What came first: the chicken or the egg?
This classic quandary is debated endlessly by both kindergartners and marketers alike.
For children, the question is a gateway to thinking about time and causality. For marketers, it’s about an existential crisis: are my communications driving changes in consumer behavior, or are changes in consumer behavior driving my communications?
Whatever came first, it’s clear what will come third for fast food companies: the chicken and the egg’s plant-based variants.
The plant-based meat market in the U.S. is booming, expected to hit $30 billion by 2026. Grocery sales of plant-based foods that directly replace animal products have grown 29% in the past two years to $5 billion, per retail sales data company SPINS.
Unsurprisingly, fast food brands are rushing to get a slice of the plant-based pie. McDonald’s is the most recent fast food chain to add a meat-free ‘McPlant’ burger to its menu, following in the footsteps of Burger King, Carl's Jr. and White Castle.
Sustainability is here to stay
The reasons behind this surge in plant-based burger offerings are clear: sustainability is in the spotlight like never before. In a recent UNiDAYS survey, 93% of Gen Z respondents said they believe brands have an obligation to take a stand on environmental issues not just through their communications, but their products.
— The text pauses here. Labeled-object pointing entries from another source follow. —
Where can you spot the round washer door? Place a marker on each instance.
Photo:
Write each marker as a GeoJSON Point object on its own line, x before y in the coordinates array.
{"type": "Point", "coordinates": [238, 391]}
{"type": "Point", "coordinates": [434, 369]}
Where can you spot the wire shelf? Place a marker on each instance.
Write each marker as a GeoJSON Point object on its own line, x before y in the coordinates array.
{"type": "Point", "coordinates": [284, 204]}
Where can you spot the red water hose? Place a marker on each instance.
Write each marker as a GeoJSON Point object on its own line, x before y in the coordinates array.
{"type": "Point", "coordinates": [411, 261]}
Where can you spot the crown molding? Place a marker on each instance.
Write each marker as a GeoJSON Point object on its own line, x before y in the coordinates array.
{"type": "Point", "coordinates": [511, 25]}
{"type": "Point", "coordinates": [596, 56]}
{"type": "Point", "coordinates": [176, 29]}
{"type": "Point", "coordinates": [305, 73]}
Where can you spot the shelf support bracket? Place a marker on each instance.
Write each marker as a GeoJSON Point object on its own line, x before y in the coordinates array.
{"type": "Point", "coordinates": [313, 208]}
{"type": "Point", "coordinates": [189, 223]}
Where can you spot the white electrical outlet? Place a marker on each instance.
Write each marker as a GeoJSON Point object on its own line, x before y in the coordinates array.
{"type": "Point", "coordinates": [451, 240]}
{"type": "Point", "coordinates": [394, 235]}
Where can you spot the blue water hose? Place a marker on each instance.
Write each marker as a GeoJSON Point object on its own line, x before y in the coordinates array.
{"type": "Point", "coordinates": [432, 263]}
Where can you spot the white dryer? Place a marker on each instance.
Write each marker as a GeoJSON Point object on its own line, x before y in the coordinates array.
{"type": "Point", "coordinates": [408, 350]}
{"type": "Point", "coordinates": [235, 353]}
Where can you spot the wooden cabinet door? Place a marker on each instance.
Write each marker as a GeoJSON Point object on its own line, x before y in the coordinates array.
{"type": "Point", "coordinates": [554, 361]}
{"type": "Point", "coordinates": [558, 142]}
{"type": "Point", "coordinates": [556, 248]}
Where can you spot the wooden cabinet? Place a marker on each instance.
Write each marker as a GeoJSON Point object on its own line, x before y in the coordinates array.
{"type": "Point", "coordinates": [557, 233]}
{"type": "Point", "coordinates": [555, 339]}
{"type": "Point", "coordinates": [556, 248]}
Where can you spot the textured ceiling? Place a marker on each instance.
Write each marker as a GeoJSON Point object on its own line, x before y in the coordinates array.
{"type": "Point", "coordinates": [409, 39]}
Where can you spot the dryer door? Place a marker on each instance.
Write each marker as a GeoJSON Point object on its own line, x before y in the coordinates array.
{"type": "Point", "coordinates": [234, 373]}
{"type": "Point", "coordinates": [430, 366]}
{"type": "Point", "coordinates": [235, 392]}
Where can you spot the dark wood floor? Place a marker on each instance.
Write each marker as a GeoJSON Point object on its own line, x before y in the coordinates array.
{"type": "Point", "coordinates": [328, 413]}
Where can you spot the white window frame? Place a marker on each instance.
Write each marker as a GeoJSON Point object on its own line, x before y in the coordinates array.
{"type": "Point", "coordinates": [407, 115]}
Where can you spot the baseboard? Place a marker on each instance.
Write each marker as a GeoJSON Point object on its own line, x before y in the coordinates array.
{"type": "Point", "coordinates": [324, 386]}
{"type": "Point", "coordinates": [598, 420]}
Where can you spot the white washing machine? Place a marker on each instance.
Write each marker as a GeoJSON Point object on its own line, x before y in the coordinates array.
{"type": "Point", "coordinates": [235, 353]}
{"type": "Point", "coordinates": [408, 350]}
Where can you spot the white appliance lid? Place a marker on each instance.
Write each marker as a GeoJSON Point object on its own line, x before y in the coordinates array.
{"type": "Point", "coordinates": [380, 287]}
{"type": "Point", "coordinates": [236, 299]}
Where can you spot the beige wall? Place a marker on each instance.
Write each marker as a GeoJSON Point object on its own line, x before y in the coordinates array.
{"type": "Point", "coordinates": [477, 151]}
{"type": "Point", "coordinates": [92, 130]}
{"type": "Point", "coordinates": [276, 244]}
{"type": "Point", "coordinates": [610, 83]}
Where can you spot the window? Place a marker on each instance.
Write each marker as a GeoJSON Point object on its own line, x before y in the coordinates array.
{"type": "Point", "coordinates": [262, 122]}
Fast food brands are navigating this trend in the midst of COVID-19, when demand is on the rise. Unlike small restaurants, fast food chains have remained largely open through the crisis. McDonald’s even grew revenues 10% year over year in Q3.
So in this context, fast food brands find themselves at an impasse: consumers want responsible, sustainable products, but not at the expense of what the brand traditionally offers. Fast food companies want to experiment with plant-based menu offerings to capitalize on this demand, but they need to make sure it’s done authentically — not as a gimmick.
Many fast food chains are partnering with the two leading plant-based meat businesses — Beyond Meat and Impossible Foods — to offer these products without over-investing. McDonald’s is rolling out plant best menu items based on local demand, chief executive Chris Kempczinski said at a recent investor event.
“It’s not a matter of if McDonald’s gets into plant-based, it’s when,” he said.
The role of the brand
Fast food giants aren’t going to get very far by simply trying to convince consumers that plant-based is their future. But they do have the power to use their reach to offer plant-based options at scale.
McDonald’s alone can take the McPlant options across every state in the U.S. If the option is widely available, perhaps consumers will make the choice to eat it.
Fast foods brands can also serve as a gateway for consumers who are interested in a more sustainable diet but don’t feel like they associate with veganism. Through fast food brands, plant-based options can scale and appeal to a broader range of customers.
When it comes to chickens and eggs, the question of what came first isn’t as important as the question of what comes next.
The plant-based market is set to radically revolutionize our diets over the coming decades, with consumer demand matching the explosive rate of scientific progress. Fast food brands must adapt — and facilitate the change at scale.
Jennifer Volmer is head of strategy at Superunion.